Three dimensional kCSD (week 7)

TL;DR: - basic version of KCSD3D works, KCSD3D images

During the implementation of the 3D version of kCSD, there were few things to consider:

Distribution of sources in 2D and 3D

Problem: having approx sources we need to distribute them evenly in 3D space.
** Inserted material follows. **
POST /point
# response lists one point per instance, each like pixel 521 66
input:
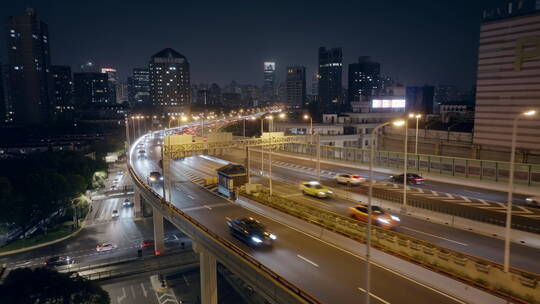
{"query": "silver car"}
pixel 533 201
The approach proposed for two dimensions in kCSD 2D seems a bit unclear to me:

def get_src_params_2D(Lx, Ly, n_src):   
	coeff = [Ly, Lx - Ly, -Lx * n_src];

	rts = np.roots(coeff)
	r = [r for r in rts if type(r) is not complex and r > 0]

	nx = r[0]
	ny = n_src/nx

	ds = Lx/(nx-1)

	nx = np.floor(nx) + 1
	ny = np.floor(ny) + 1

	Lx_n = (nx - 1) * ds
	Ly_n = (ny - 1) * ds

	return (nx, ny, Lx_n, Ly_n, ds)

which for enables to distribute sources like this:

old approach using roots

with such parameters:

(nx=6.0, ny=4.0, Lx_n=3.8359071790069814, Ly_n=2.301544307404189, ds=0.76718143580139631)

I have no idea how to extend this into higher dimension.
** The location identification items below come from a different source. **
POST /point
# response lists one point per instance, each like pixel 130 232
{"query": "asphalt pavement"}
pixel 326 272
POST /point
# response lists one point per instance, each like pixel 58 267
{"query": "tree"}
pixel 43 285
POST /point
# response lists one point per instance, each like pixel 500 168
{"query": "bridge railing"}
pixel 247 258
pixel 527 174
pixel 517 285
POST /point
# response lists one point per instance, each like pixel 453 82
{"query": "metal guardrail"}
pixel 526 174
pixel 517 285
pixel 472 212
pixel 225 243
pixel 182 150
My approach is to divide the area/volume into parts (squares/cubes) and then calculate the side of each square and number of squares for each axis:

The new approach in 3D illustrated
def get_src_params_2D_new(Lx, Ly, n_src):
	S = Lx*Ly
	S_unit = float(S)/n_src
	nx = np.ceil(Lx*S_unit**(-1./2))
	ny = np.ceil(Ly*S_unit**(-1./2))

	ds = Lx/nx

	Lx_n = (nx)*ds
	Ly_n = (ny)*ds

	return (nx, ny, Lx_n, Ly_n, ds)

for the same input as in the previous approach it gives slightly different results:

(nx=6.0, ny=4.0, Lx_n=3.2000000000000002, Ly_n=2.1333333333333333, ds=0.53333333333333333)
new approach using hyper-volume (length/area/volume ...)

This scales well from 2D to 3D (and beyond), since it’s based on the conception of (hyper)volume.

A 3D example

Potential

The potential is obviously just:

and may be for example a 3D step function:

which can be imagined as a sphere of uniform density.

or gaussian function:

which can be imagined as a sphere getting denser and denser near its core.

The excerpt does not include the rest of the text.